India, China manage more than 70% PE deals in Asia-Pacific
Notwithstanding the massive plunge in the 2009 first quarter private equity (PE) activities in China by 50 percent and in India by 87 percent, the two countries managed to sweep-clean a majority – more than 70 percent - of the PE deals in the Asia-Pacific region!
During the first quarter of 2009, from January to March, private equity firms struck 36 deals amounting to an investment of nearly $526 million. These figures mark a considerable drop from the same-quarter year-before figures of 133 deals totaling $3.9 billion in investment.
Most of the PE investors are refraining from making investments because, with the plummeting asset prices and valuations over the last year, they feel they might make the same investment at a lower valuation in future.

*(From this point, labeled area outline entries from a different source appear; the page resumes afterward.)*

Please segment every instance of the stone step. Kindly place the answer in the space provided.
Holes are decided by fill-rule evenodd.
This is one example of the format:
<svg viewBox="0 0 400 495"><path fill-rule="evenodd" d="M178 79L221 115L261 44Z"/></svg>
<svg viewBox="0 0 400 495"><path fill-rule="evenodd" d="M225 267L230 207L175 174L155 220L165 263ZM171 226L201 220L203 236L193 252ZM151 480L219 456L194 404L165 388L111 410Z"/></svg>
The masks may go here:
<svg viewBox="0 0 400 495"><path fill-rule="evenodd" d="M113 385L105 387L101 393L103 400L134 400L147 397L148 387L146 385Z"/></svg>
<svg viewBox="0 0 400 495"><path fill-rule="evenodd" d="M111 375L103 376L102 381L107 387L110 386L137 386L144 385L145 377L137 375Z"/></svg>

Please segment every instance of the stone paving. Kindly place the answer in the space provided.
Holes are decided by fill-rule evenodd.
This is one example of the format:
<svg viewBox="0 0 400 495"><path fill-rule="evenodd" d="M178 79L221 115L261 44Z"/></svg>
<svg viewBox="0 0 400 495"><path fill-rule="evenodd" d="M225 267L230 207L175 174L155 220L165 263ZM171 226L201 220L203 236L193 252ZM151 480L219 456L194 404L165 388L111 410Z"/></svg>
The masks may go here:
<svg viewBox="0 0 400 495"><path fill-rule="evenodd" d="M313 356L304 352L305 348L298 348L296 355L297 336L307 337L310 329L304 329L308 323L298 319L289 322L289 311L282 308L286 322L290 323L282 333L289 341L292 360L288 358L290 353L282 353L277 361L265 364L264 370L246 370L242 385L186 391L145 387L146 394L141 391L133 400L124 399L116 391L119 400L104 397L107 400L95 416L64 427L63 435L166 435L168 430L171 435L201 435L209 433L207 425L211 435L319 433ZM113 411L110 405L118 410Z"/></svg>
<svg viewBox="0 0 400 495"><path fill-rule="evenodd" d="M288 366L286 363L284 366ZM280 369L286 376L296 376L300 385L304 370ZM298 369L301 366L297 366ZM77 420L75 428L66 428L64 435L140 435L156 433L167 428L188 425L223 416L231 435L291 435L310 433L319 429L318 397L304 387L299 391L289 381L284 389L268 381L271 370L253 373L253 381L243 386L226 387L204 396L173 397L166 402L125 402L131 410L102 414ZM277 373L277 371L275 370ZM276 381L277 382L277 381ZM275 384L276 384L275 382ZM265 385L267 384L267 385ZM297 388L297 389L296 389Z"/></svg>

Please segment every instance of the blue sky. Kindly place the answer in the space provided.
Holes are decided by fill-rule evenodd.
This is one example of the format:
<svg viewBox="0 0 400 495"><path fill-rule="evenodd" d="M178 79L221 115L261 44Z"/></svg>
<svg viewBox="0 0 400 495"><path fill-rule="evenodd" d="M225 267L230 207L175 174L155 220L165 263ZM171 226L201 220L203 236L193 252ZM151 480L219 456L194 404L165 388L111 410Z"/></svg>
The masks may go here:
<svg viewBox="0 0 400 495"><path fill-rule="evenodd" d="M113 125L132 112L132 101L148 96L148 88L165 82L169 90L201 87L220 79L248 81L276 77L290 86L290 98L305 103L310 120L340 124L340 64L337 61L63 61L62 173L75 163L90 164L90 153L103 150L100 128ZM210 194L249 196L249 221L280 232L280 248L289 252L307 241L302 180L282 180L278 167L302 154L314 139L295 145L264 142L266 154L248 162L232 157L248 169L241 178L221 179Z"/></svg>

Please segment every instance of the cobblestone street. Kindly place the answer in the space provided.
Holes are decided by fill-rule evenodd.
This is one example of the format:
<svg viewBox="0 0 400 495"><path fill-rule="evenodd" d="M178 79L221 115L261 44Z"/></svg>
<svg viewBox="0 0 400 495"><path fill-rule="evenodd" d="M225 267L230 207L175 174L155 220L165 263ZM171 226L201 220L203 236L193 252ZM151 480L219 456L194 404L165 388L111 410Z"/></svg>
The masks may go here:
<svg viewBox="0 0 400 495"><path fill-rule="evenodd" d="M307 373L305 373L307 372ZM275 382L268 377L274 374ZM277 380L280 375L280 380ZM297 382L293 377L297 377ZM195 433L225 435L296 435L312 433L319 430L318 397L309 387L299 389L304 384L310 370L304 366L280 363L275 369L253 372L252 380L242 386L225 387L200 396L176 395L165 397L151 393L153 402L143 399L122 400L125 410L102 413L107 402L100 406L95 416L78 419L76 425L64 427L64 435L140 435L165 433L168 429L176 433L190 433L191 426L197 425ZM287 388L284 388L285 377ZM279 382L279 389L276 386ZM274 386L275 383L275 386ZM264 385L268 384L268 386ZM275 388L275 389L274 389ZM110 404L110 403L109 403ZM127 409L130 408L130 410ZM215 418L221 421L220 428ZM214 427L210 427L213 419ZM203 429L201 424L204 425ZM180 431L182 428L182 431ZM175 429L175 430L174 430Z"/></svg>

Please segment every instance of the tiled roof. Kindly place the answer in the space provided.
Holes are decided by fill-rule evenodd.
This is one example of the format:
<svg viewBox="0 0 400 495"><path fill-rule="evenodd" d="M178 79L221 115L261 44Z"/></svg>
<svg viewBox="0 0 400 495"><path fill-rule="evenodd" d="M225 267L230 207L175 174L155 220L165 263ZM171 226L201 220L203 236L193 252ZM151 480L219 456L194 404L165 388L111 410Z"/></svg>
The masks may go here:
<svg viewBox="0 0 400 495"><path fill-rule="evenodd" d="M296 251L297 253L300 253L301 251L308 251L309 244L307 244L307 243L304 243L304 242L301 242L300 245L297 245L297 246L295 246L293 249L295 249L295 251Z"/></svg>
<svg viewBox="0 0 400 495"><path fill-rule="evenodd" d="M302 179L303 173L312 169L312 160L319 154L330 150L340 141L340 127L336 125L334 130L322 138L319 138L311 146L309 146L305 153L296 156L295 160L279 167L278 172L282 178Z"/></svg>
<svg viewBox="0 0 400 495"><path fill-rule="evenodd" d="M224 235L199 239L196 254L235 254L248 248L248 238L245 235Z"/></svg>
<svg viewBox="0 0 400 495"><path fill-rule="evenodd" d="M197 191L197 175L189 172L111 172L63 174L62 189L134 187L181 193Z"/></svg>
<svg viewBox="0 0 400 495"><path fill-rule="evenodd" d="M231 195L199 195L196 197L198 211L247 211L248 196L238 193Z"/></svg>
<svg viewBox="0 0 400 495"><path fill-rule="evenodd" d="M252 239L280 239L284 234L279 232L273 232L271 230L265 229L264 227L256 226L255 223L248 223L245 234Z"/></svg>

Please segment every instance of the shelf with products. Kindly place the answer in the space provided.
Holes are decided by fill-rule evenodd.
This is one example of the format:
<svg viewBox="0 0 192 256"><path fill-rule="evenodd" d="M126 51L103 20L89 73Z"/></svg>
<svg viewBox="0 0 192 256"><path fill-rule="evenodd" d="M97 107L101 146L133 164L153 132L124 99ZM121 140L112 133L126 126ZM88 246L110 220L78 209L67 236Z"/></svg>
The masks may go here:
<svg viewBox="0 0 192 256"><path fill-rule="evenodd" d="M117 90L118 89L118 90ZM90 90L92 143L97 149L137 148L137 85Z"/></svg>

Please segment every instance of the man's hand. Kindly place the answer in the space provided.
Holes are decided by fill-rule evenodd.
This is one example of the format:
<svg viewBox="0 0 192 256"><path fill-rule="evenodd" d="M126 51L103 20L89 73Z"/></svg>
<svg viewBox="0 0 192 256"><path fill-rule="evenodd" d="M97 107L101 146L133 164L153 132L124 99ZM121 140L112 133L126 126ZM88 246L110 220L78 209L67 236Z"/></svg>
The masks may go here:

According to experts, PIPE - private investment in public equity – deals, which earlier comprised almost 60 percent of all deals, have fallen due to the secondary markets trading down and valuations suffering a blow, resulting in an aversion to invest into listed equity. In addition to this, issuers do not wish to raise equity at the present day’s lower valuations.
Commenting on the scenario, Probir Rao, MD, investment banking UBS India, said: “With trade and capital market exits becoming difficult, investors are unable to recycle investments and are ‘stuck’ with holding investments for a longer term.”